Meet Central Broadcaster of India - How CBI has become the spokesperson for India and press freedom

Anita Joshua, TT, New Delhi, June 16: Veteran journalist Arun Shourie had last Friday listed two perceived weaknesses of Prime Minister Narendra Modi: social media and foreign media.
Confirmation has come swiftly from the unlikeliest of sources: the Central Bureau of Investigation (CBI), which has told The New York Times on record that "India does not require any lesson on freedom of the press from The Times".
Which begs the question: who made the CBI, a glorified police service, the spokesperson for "India"?
The audacious sentence appears in a letter to the editor the agency sent to The Times in response to a scathing editorial on the freedom of the media in India against the backdrop of the CBI raids on the founders of NDTV.

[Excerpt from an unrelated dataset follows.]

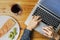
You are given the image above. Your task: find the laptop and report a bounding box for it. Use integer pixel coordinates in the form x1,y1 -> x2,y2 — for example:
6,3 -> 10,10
25,0 -> 60,34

The CBI has also taken up cudgels on behalf of the information and broadcasting ministry, unwittingly or otherwise confirming another assertion by Shourie: that the ministers in the Modi government are " bandhua mazdoor (bonded labourers)".
The rejoinder activism by the CBI has put Prime Minister Modi and President Donald Trump on the same page less than a fortnight before the two meet in Washington: both can now stake claim to the honour of having unleashed pulverising prose on The Times. Trump usually tweets his outrage at unholy hours in language that sometimes flummoxes his audience; Modi has now shown he has a more dependable instrument.
The CBI, described by the Supreme Court as a "caged parrot" when the UPA was in power, has spread its wings after The Times editorial appeared on June 7.
Titled "India's Battered Free Press", the editorial pegged its comment on the CBI raids but the thrust was on a larger issue.
"The raids mark an alarming new level of intimidation of India's news media under Prime Minister Narendra Modi," The Times editorial said. "News outlets that run afoul of the government can lose access to officials. The temptation to self-censor has grown, and news reports are increasingly marked by a shrill nationalism that toes the government line."
The Times editorial concluded with the following sentence: "The Central Bureau of Investigation said on Tuesday that it 'fully respects the freedom of press'. Even if that's true, the question still outstanding is whether Mr. Modi does."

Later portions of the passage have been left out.